The point is, now I have a clear understanding of how to advise Penny:

Let someone else do it.



  1. Ouch. That’s a tough one. The only thing I can say is that sometimes people (especially those in a marriage) can sometimes poke the other person when our own issues and tendencies come in conflict with one another. Likely Penny’s reaction to you has more to do with your overall history than the individual comment.

    But it still sucks, I know.

    At this point, giving Penny space and letting her either figure things out on her own or with the people she confides in is probably the best idea.

  2. Momma Sunshine is right. All of it. And there’s nothing that will change it now…as you know. Time to roll with the punches. You’ve got this.

    Big hugs!

  3. Your last line is beautifully succinct and classic. It, of course, made me laugh hysterically. I appreciate how you found humor in the situation, regardless of how annoying and hurtful it really is.

    I really do admire the grace with which you continue to handle these surreal situations.

  4. One phrase (with an explanation): Nonviolent communication.

    I have stated before that I am married. After the start of year 2, we had some intense, for us, financial issues. What are the top four reasons for divorce (according to my Communications Prof from so long ago)?: Religion, Family (ideas of), Money, and Sex (needs, desires, wants, etc).

    So, beginning of year 2 was hard. We sought couples counseling. He attended the first time only, but I stayed for a year. You’ve been in therapy, you’ve probably been told the same things, but I am bringing this up because your situation is “classic” in so many ways. I have done this. And then I started talking to my psychologist about it, at which point she reminded me, “Your husband is not responsible for your feelings. You are.” Right. Yes. I am an adult.

    Enter nonviolent communication. I bought the book years ago, but I forgot I even owned until about two weeks ago. Everything the psychologist told me to do was a step from nonviolent communication.

    So, now you want an amicable divorce, something you are told lawyers laugh at, although a good goal since you both are likely going to have to talk and communicate more once you separate households.

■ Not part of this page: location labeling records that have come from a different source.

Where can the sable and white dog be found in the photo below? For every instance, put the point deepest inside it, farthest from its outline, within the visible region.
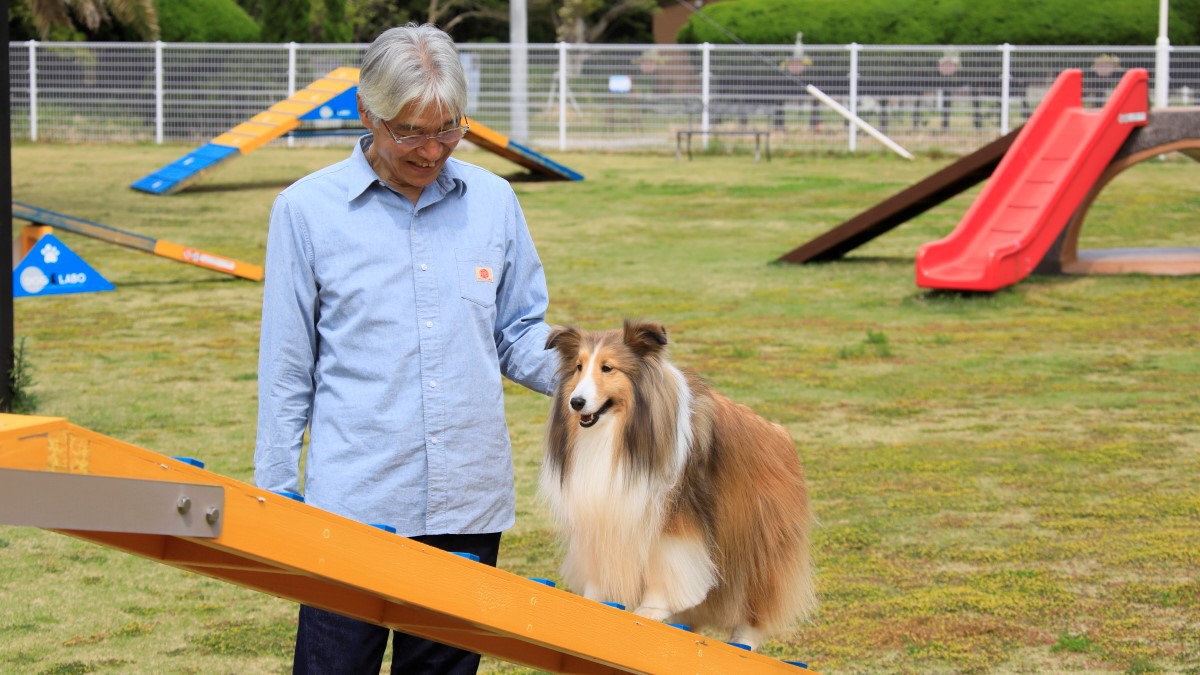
(670, 497)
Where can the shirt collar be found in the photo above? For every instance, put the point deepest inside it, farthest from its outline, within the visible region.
(363, 177)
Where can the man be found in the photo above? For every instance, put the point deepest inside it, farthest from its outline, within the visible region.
(401, 284)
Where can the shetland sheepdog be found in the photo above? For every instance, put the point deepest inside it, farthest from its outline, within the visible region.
(669, 497)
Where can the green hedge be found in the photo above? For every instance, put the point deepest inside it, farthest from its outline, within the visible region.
(943, 22)
(205, 21)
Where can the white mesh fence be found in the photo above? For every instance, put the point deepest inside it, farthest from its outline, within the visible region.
(591, 96)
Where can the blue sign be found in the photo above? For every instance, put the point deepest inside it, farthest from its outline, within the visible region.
(53, 269)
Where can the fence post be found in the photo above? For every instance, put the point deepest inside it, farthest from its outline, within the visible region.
(159, 121)
(562, 96)
(33, 90)
(292, 82)
(1162, 59)
(1006, 84)
(852, 139)
(706, 77)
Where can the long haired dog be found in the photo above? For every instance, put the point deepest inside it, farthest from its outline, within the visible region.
(669, 496)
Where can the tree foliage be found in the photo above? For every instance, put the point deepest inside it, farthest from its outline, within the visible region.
(77, 18)
(205, 21)
(941, 22)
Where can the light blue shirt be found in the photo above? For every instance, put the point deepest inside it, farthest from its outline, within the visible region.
(385, 332)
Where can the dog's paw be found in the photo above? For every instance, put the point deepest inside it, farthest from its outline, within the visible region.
(653, 613)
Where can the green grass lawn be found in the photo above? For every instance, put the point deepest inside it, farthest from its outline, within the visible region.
(1005, 483)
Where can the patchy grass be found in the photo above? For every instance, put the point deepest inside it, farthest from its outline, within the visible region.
(1005, 483)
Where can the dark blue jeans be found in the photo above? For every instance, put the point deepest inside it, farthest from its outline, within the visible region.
(331, 644)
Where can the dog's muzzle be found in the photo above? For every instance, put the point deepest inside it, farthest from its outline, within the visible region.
(589, 419)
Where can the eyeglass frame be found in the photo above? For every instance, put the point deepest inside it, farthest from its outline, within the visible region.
(415, 141)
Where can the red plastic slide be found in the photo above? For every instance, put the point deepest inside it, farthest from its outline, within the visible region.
(1036, 187)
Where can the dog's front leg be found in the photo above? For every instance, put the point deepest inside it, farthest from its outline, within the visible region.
(679, 574)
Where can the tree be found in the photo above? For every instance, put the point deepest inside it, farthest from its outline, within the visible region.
(286, 21)
(589, 21)
(136, 15)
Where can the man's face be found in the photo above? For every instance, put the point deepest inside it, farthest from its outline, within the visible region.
(417, 160)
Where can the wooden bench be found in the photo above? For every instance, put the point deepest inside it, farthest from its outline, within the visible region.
(761, 139)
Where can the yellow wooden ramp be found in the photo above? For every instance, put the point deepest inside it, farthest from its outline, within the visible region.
(63, 477)
(331, 97)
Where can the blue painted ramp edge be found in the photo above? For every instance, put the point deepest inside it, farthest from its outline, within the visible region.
(183, 171)
(545, 161)
(342, 107)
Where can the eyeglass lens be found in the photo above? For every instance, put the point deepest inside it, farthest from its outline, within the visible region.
(445, 137)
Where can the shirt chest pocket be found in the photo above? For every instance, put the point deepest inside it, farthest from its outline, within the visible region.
(479, 272)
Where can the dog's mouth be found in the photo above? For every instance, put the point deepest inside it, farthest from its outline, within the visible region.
(591, 419)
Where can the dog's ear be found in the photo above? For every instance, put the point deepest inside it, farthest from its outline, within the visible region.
(645, 336)
(564, 338)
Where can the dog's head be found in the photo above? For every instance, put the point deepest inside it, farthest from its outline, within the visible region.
(598, 371)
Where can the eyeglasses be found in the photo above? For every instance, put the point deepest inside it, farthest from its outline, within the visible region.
(448, 137)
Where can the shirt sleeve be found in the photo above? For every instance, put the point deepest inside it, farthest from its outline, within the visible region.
(287, 351)
(521, 303)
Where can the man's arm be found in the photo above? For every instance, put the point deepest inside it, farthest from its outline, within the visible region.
(287, 354)
(521, 304)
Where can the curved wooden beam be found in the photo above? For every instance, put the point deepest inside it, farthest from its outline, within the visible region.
(1169, 130)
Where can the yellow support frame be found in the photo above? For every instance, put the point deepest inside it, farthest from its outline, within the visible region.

    So, I would like to encourage looking at Rosenberg’s suggestions and observe the situation, reflect on it, state your feelings, needs, and your requests.

    I am not an expert, by ANY means, so please, take a grain of salt with this paraphrased example: “I am sorry, Penny, I didn’t mean for my suggestion to make you feel anxious… it seems that it has. I feel frustrated when you stonewall my suggestions because as a business person, I need our Internet face to be well represented. Could you please tell me what I said to trigger your anger?”

    Anyway, Rosenberg has a great example in his book about addressing this issue to some “punk” kids.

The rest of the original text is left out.